Mas como reconhecer se esses pensamentos sabotadores, associados a uma sensação de deslocamento, vão além do que somos capazes de elaborar e é hora de buscar ajuda profissional?
“As preocupações podem ser naturais quando se referem a coisas corriqueiras, do dia a dia. Tornam-se um problema de saúde mental quando há excessos: de ansiedade, de medo, de tristeza. Quando, principalmente, há muita instabilidade emocional”, esclareceu a psicóloga Sabrina Ferrer.
As redes sociais mostram que os verbos predominantes entre os que se seguem são "ter" e "aparentar".
As redes sociais mostram que os verbos predominantes entre os que se seguem são "ter" e "aparentar".
Equilíbrio emocional perfeito não existe
Se precisamos desconstruir a ilusão de padrões inalcançáveis em nossos corpos, em nossa conta bancária e até em nosso currículo, também precisamos fazer o mesmo com o desejo de se ter um completo equilíbrio emocional.
“Está tudo bem se não estiver tudo bem.”
“Esperar do jovem um domínio completo de estratégias de enfrentamento e controle emocional é desconhecer as características desta fase da vida. Ele está em um momento de muitas dúvidas e inquietações; de construção de sua identidade e busca de autonomia em que o tal equilíbrio não é predominante”, tranquiliza o professor Naim Akel.
Há, no entanto, algumas práticas e atitudes capazes de mitigar as cobranças sociais e os pensamentos sabotadores. Os psicólogos são unânimes em dizer que a chave para essas questões é o autoconhecimento.
“Conhecer-se profundamente, não sendo, portanto, influenciável pelos outros e estabelecer relações cooperativas com quem nos cerca, afastando-se daqueles com quem mantemos competição, é o segredo de viver bem”, diz Akel.
Ferrer concorda com o professor. “Tudo começa no nosso cérebro. E aí, o que fazemos? Externalizamos isso por meio de palavras e atitudes. Então, precisamos aprender a nos conhecer e a frequentar uma terapia para nos ajudar nesse processo”, completa a psicóloga.
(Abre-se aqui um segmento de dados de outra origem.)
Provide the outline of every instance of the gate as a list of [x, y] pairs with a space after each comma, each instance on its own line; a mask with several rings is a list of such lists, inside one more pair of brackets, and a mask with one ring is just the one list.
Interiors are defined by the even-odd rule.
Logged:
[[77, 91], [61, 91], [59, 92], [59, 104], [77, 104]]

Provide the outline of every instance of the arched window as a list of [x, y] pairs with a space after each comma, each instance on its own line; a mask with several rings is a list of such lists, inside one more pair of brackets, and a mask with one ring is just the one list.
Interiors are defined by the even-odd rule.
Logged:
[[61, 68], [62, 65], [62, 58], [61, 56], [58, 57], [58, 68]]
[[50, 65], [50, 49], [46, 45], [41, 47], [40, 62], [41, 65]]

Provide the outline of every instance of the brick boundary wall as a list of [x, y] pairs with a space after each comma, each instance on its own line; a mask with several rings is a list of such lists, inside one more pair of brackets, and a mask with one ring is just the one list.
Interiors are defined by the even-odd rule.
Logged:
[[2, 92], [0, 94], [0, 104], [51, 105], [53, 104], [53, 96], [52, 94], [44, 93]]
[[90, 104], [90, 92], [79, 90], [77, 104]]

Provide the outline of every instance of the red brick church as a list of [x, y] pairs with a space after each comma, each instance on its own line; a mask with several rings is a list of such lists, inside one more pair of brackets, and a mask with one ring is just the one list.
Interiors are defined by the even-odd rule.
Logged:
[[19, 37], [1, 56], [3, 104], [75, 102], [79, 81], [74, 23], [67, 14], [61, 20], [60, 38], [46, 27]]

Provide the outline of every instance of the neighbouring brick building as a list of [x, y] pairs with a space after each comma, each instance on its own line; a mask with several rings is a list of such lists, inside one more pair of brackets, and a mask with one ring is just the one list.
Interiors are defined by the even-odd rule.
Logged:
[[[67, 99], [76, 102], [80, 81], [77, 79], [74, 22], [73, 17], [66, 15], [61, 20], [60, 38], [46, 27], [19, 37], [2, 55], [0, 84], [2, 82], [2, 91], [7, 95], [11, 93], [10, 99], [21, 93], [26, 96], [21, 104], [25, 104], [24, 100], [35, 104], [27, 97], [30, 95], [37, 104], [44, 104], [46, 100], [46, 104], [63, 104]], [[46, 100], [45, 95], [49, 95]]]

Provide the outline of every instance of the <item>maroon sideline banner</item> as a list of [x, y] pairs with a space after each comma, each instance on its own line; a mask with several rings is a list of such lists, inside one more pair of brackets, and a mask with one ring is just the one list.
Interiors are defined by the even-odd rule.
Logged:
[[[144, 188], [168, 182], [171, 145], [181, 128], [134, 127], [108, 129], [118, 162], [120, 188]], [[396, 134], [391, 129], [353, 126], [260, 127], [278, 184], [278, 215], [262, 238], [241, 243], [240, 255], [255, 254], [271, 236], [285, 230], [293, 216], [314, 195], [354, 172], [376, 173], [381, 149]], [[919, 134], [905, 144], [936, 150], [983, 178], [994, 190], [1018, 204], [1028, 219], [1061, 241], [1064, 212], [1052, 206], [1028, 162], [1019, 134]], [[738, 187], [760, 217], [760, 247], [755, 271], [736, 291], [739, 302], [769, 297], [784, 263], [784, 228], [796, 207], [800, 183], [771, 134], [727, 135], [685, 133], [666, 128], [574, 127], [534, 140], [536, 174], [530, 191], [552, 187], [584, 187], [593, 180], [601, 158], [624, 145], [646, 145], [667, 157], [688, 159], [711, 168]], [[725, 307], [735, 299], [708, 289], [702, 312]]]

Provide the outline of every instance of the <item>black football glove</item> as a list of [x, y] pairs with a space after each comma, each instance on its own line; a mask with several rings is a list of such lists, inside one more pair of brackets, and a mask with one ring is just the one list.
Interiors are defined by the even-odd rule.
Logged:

A tarefa de casa, então, é identificar nossos padrões de autossabotagem. Ou seja, identificar aqueles mecanismos negativos que a gente desenvolve ao longo da vida e que vêm para nos boicotar, impedindo a nossa evolução.
Para isso, é preciso fazer um mergulho profundo em nossos pensamentos, mas de forma positiva, a fim de reparar melhor naquilo que sentimos.
Ao identificarmos esses mecanismos, precisamos nos livrar dos gatilhos dos pensamentos ruins, dos relacionamentos tóxicos e manter os que nos fazem avançar, ir para frente e melhorar como seres humanos — para o mundo e para nós mesmos.